I have tried using code from this answer (Elegant way to replace values in pandas.DataFrame from another DataFrame) but it seems to have no effect on the database.
(correct_to_coords.set_index('Site').rename(columns = {'Correct_Latitude':'To_Latitude'}) .combine_first(dataset_to_correct.set_index('To')))
#zswqa 's answer produces right result, #Anurag Dabas 's doesn't.
Another possible solution, It is a bit faster than merge method suggested above, although both are correct.
dataset_to_correct.set_index("To",inplace=True)
correct_to_coords.set_index("Site",inplace=True)
dataset_to_correct.loc[correct_to_coords.index, "To_Latitude"] = correct_to_coords["Correct_Latitude"]
dataset_to_correct.loc[correct_to_coords.index, "To_Longitude"] = correct_to_coords["Correct_Longitude"]
dataset_to_correct.reset_index(inplace=True)
dataset_to_correct.set_index("From",inplace=True)
correct_from_coords.set_index("Site",inplace=True)
dataset_to_correct.loc[correct_from_coords.index, "From_Latitude"] = correct_from_coords["Correct_Latitude"]
dataset_to_correct.loc[correct_from_coords.index, "From_Longitude"] = correct_from_coords["Correct_Longitude"]
dataset_to_correct.reset_index(inplace=True)
merge = dataset_to_correct.merge(correct_to_coords, left_on='To', right_on='Site', how='left')

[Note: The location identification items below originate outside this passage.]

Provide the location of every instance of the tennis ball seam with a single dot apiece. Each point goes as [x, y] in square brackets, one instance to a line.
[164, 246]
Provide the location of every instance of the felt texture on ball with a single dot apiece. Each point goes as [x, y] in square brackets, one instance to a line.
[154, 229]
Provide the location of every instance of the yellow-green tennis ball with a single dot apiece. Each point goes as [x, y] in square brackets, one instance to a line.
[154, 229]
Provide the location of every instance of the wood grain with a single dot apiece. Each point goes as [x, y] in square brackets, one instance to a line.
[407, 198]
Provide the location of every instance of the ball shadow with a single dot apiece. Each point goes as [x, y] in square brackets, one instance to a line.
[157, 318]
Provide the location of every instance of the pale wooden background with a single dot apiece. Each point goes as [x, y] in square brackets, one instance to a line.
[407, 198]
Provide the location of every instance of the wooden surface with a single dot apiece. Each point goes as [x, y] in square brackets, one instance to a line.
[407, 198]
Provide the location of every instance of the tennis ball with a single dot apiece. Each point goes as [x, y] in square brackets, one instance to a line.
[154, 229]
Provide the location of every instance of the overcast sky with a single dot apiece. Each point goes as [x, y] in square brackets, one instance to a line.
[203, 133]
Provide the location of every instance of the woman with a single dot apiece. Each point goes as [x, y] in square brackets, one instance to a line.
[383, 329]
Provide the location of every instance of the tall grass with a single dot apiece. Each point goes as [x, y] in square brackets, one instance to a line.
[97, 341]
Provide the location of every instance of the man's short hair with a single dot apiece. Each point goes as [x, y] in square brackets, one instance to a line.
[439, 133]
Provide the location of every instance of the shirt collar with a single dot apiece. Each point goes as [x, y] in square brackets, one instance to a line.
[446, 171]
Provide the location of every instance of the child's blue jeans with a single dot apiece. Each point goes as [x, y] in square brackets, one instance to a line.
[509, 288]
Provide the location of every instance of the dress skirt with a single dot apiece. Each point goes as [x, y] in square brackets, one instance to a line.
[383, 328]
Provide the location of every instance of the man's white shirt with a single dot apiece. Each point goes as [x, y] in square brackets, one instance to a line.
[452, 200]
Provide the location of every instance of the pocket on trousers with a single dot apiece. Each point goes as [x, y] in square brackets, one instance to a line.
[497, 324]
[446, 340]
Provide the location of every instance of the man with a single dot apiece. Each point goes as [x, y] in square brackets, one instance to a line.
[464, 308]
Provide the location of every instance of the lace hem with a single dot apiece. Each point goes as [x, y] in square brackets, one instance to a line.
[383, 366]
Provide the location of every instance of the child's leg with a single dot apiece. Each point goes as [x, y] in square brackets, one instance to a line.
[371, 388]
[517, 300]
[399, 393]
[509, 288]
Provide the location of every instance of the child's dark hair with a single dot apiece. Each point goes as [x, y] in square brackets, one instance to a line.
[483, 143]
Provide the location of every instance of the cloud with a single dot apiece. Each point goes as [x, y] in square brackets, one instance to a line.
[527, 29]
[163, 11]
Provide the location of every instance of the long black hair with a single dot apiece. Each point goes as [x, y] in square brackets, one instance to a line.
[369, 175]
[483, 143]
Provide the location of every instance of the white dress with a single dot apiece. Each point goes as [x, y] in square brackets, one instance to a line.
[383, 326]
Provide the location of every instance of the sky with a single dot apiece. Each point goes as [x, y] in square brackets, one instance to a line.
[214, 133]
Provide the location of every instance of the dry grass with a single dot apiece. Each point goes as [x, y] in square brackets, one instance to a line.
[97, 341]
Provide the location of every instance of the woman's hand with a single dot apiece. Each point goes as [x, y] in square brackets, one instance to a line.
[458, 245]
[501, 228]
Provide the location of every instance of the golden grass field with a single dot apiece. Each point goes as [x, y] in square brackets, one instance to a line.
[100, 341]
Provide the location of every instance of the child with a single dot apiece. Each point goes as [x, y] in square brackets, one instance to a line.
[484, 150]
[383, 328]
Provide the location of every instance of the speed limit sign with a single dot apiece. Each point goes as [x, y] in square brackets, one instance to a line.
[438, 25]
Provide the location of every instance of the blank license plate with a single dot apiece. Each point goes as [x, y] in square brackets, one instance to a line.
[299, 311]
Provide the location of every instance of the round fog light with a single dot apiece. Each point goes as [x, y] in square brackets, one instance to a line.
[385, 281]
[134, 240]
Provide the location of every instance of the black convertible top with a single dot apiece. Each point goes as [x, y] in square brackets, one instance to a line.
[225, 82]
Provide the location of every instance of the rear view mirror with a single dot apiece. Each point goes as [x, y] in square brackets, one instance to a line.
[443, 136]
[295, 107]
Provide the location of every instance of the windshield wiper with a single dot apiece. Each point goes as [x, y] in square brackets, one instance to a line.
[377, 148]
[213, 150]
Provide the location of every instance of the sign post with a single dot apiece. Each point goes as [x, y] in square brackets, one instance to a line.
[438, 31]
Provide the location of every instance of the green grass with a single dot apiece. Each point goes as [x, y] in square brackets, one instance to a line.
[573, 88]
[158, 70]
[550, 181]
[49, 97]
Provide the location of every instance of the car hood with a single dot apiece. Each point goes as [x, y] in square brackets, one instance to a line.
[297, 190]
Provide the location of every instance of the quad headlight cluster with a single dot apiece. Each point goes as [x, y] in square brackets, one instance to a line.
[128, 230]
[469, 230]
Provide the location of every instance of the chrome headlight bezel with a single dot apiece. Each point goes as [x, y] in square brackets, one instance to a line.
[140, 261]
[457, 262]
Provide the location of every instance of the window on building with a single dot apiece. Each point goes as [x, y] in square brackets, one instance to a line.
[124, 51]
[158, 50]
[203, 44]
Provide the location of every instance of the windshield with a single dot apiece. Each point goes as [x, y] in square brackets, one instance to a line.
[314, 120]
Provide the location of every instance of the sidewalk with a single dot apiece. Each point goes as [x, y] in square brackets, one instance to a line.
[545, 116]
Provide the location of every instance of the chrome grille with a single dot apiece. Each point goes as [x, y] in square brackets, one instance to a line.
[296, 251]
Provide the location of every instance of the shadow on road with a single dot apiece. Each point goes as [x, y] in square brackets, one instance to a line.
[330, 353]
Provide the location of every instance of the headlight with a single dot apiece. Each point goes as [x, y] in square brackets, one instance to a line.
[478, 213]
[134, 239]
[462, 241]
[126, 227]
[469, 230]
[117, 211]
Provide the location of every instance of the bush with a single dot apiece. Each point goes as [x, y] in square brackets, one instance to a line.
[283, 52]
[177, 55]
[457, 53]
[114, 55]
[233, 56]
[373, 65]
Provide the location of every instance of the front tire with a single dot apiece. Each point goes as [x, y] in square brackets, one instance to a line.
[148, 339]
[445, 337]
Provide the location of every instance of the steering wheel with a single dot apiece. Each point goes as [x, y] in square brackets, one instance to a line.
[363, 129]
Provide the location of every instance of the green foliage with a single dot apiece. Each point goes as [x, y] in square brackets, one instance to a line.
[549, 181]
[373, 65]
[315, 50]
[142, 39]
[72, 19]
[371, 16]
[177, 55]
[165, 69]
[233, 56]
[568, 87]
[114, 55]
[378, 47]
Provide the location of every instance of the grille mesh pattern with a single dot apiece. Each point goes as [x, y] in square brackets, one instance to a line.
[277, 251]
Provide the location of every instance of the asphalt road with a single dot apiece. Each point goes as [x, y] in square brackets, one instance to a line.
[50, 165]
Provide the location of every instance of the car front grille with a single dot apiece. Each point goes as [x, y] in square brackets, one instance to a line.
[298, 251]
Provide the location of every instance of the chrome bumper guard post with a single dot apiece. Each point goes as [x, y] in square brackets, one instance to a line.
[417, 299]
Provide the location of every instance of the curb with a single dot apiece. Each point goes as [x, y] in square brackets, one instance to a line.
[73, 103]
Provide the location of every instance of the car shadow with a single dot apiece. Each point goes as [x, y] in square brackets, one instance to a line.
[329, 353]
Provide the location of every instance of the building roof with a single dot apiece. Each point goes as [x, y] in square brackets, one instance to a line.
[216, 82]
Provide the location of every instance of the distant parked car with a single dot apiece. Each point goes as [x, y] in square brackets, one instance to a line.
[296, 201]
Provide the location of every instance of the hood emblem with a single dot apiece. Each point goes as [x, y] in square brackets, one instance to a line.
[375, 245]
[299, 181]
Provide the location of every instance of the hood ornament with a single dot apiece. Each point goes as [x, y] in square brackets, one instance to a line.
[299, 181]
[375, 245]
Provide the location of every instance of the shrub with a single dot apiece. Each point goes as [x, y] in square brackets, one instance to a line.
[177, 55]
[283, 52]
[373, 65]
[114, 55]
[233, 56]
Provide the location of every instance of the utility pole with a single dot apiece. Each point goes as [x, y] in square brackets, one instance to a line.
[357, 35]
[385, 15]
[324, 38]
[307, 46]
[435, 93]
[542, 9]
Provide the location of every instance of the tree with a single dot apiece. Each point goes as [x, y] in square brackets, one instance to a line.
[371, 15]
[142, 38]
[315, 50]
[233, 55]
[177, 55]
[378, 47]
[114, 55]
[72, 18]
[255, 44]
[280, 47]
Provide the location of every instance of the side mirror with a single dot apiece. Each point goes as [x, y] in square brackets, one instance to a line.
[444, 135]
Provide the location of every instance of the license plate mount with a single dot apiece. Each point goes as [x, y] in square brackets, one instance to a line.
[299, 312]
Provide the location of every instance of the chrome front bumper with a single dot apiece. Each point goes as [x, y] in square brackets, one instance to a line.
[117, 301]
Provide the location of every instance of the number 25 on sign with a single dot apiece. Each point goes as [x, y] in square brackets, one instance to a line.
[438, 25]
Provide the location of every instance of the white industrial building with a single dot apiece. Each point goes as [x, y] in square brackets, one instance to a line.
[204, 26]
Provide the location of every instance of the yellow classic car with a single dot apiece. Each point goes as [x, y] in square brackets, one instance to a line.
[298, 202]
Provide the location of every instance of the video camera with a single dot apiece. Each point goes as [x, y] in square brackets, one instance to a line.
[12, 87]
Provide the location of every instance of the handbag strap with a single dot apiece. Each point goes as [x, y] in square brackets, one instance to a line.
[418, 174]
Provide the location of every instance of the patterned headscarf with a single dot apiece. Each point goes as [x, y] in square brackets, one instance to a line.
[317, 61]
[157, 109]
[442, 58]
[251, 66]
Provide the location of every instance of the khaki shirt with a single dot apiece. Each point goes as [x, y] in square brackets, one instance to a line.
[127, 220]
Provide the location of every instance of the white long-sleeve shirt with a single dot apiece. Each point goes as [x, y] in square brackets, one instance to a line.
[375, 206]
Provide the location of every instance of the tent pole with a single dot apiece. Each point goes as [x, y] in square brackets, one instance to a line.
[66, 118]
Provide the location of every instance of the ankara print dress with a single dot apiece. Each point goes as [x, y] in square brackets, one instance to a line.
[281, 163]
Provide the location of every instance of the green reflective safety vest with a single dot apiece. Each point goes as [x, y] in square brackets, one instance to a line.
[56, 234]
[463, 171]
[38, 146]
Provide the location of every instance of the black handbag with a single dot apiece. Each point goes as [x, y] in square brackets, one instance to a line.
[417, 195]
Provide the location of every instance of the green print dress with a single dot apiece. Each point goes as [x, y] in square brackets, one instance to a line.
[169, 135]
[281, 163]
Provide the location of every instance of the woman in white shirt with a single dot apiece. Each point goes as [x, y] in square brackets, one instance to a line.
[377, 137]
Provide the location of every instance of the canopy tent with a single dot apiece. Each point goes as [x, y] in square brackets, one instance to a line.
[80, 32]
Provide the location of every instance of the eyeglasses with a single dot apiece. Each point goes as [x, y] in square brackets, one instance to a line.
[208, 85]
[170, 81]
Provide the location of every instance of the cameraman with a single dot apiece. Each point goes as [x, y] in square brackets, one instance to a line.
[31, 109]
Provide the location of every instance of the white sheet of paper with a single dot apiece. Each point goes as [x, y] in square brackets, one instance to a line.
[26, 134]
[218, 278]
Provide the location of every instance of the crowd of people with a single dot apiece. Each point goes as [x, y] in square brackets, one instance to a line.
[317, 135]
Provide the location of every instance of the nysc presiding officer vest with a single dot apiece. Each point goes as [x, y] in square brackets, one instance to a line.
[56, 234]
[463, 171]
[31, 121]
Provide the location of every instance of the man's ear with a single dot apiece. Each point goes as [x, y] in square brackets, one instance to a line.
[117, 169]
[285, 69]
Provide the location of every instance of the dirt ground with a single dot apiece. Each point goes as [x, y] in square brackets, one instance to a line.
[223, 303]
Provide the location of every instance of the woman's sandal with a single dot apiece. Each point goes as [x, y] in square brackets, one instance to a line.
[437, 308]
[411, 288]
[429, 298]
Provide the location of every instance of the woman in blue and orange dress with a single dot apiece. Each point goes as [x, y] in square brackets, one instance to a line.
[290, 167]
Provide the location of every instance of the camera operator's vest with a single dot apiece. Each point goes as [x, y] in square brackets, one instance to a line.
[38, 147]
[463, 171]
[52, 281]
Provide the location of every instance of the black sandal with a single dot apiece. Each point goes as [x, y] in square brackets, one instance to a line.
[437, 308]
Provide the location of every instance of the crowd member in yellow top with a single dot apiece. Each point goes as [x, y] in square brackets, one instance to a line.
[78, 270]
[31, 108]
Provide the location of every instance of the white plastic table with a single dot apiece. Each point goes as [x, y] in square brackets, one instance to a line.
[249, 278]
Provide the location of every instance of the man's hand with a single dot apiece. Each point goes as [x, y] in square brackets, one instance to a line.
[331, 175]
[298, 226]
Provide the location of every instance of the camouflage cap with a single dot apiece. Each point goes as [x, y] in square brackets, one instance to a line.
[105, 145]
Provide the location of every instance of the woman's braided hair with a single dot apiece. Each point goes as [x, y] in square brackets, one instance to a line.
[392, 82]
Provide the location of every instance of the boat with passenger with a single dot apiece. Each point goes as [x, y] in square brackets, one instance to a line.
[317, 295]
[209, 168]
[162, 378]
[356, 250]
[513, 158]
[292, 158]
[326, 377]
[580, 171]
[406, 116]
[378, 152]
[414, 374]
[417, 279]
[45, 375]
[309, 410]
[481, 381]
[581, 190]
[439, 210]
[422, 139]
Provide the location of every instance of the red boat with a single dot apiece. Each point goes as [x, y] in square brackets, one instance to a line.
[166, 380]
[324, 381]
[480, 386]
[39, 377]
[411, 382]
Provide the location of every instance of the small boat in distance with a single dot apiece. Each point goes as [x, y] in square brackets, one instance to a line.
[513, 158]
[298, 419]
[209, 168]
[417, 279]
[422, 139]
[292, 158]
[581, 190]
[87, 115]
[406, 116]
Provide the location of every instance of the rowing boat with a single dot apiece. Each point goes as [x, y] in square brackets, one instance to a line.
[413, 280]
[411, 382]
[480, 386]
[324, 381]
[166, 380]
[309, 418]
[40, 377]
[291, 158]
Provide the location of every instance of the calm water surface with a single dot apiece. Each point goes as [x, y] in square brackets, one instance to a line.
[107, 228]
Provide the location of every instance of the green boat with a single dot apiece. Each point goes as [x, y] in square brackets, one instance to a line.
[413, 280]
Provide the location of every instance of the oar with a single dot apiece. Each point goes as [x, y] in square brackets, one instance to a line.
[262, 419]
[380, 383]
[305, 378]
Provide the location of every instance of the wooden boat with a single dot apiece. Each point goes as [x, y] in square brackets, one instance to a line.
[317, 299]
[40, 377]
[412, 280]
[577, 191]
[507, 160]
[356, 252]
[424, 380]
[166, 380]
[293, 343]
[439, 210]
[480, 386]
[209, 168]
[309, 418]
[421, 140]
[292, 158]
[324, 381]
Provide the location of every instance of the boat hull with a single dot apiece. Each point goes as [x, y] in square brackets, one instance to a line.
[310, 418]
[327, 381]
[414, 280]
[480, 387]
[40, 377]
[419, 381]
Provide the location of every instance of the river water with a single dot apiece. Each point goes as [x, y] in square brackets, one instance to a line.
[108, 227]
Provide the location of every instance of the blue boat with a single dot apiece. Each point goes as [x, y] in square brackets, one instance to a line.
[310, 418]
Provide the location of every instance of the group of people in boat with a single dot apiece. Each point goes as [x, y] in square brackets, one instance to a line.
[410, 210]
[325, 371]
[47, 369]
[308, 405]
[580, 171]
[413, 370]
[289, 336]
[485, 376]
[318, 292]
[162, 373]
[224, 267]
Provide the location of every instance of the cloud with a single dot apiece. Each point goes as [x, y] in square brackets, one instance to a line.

merge.loc[(merge.To == merge.Site), 'To_Latitude'] = merge.Correct_Latitude
merge.loc[(merge.To == merge.Site), 'To_Longitude'] = merge.Correct_Longitude
# del merge['Site']
# del merge['Correct_Latitude']
# del merge['Correct_Longitude']
merge = merge.drop(columns = ['Site','Correct_Latitude','Correct_Longitude'])
merge = merge.merge(correct_from_coords, left_on='From', right_on='Site', how='left')
merge.loc[(merge.From == merge.Site), 'From_Latitude'] = merge.Correct_Latitude
merge.loc[(merge.From == merge.Site), 'From_Longitude'] = merge.Correct_Longitude
# del merge['Site']
# del merge['Correct_Latitude']
# del merge['Correct_Longitude']
merge = merge.drop(columns = ['Site','Correct_Latitude','Correct_Longitude'])
merge
lets try dual merge by merge()+pop()+fillna()+drop():
dataset_to_correct=dataset_to_correct.merge(correct_to_coords,left_on='To',right_on='Site',how='left').drop('Site',1)
dataset_to_correct['From_Latitude']=dataset_to_correct.pop('Correct_Latitude').fillna(dataset_to_correct['From_Latitude'])
dataset_to_correct['From_Longitude']=dataset_to_correct.pop('Correct_Longitude').fillna(dataset_to_correct['From_Longitude'])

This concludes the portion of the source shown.